Llegó julio, me despedí de todos los amigos, de Dolly, de Rei, de Lola y de Celeste, de todos, y volví a ***. A las dos semanas de vacaciones V. quedaba lejos, lo mismo que sus luchas, mis reuniones de célula, las manifestaciones, mis cambios de pensión. Todo como esos vilanos que dispersa el viento tórrido del verano. Sólo Dolly seguía presente. Nos escribimos con frecuencia.

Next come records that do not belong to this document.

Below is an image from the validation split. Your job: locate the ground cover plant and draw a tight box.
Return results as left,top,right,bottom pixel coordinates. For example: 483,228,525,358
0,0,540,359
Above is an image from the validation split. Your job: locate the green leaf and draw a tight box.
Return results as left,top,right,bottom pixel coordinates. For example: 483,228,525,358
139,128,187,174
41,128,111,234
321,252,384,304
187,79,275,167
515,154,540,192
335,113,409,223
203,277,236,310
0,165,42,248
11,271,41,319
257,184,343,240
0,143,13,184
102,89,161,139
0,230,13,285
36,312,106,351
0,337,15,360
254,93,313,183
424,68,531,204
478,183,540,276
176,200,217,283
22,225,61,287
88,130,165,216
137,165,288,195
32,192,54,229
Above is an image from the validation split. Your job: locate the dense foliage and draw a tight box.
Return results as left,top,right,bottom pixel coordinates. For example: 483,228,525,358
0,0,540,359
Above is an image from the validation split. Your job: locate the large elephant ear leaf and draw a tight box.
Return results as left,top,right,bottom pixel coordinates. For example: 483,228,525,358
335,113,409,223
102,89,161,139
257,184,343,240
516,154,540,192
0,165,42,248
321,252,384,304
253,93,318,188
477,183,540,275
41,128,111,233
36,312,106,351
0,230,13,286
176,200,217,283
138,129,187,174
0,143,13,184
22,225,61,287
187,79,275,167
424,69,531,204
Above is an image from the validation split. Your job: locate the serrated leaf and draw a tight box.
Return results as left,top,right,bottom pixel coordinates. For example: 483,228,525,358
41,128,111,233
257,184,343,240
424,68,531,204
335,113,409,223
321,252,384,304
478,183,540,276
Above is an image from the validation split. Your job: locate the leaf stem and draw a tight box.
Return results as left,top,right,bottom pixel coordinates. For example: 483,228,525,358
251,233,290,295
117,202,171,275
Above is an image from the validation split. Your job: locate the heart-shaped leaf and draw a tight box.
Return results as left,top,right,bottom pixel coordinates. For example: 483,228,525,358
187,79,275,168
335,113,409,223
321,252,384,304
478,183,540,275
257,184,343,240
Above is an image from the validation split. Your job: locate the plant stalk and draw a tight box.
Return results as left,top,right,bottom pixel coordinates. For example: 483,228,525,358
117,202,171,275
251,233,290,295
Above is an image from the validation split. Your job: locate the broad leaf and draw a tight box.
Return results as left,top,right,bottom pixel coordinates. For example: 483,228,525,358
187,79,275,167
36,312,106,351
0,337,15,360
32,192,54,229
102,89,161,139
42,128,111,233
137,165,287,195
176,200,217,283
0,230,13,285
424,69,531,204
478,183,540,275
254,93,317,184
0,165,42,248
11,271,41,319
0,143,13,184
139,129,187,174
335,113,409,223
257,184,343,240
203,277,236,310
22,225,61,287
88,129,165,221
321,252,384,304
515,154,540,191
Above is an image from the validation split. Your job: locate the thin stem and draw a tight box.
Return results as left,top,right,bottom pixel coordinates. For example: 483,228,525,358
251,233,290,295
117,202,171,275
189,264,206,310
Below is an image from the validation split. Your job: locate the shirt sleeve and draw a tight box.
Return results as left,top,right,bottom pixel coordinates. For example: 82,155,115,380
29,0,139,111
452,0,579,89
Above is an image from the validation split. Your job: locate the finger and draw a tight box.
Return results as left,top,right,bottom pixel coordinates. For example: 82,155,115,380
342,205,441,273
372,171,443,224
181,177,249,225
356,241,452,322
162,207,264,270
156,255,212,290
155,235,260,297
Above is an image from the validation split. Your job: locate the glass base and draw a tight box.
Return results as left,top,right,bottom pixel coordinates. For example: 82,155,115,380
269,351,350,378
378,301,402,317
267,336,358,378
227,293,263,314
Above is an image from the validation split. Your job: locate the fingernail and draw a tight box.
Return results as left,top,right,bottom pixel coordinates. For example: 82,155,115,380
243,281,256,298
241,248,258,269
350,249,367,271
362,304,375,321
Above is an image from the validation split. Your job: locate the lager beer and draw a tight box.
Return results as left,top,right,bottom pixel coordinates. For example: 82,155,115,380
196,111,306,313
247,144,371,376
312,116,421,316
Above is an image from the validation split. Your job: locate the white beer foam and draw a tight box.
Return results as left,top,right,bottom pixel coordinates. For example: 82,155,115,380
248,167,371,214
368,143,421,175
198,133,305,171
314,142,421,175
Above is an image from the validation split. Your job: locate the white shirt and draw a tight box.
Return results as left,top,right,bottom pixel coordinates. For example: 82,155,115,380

Ella contestaba mis cartas con otras en las que me parecía percibir un eco de su perfume.
—¿Quién es esta Paloma? —me preguntó mi madre la primera vez que llegó una de estas cartas, señalando el remite.
—Una compañera de clase.
Eso la tranquilizó, por esa simpleza de las madres, a las que una sonrisa basta para hacerlas creer que están al corriente de un asunto del que lo ignoran absolutamente todo.
El día del Carmen volvieron los Benavente a darse cita en nuestra comida anual, que coincidía, como era sabido, con el santo de la abuela. Reinó todo el día eso que enorgullecía más que cosa ninguna a mi padre: la armonía Benavente.
Mi única obsesión ese día fue evitar en lo posible al tío Narciso y a la tía María Eugenia, a los que no había vuelto a ver desde nuestra ruptura. Fue él, sin embargo, quien me descubrió en la puerta del restaurante.
—Ladrón, no se te ve por ninguna parte. ¿Qué tal ha ido todo? Trae esos cinco. No seas chiquillo. Aquello pasó, y pasó.
Era de nuevo el tío Narciso que todos conocíamos, con sus recursos, sus dotes sociales, su optimismo. «¿No vas a dar un beso a tu tía?», me requirió luego, y a continuación, y delante de mi padre y de otros más que nos habían ido rodeando, juró que estaba incluso interesado en buscarme un buen trabajo, compatible con la universidad, si seguía teniendo la idea de trabajar, y que le encantaban las nuevas generaciones… Nos dejó a todos, sobre todo a mí, boquiabiertos. Me pasó incluso el brazo por el cuello y así, con su felicidad al hombro, me acompañó hasta mi sitio.
En la sobremesa hipnotizó a tres chicos a la vez y a una gorda que no era de nuestra comida, pero que estaba comiendo en una mesa próxima y que quedó entusiasmada con aquellos experimentos. Nos reímos todos mucho, terminó la fiesta y sólo cuando estábamos todos despidiéndonos de todos, se me acercó el tío Narciso y me dijo en un aparte:
—No dejes de venir a vernos el año que viene. Y otra cosa. ¿Conoces a un tal José Rei? No te conviene.
Aquella vez tengo que reconocer que su golpe de efecto me había sorprendido a mí también.
—¿De qué conoces tú a Rei?
—Eso da igual —concluyó en un susurro—. Hazme caso. No te conviene.
No afloraba en esas palabras el tono amenazante del que sabe más de lo que quiere decir. Noté incluso una expresión paternal.
—Tío…
Traté de retenerle, pero se había metido ya en su coche y con el brazo fuera de la ventanilla se despedía de nosotros con bromas y frases que sabía escoger para cada uno en especial. Era, sin duda, el más célebre de toda mi familia paterna.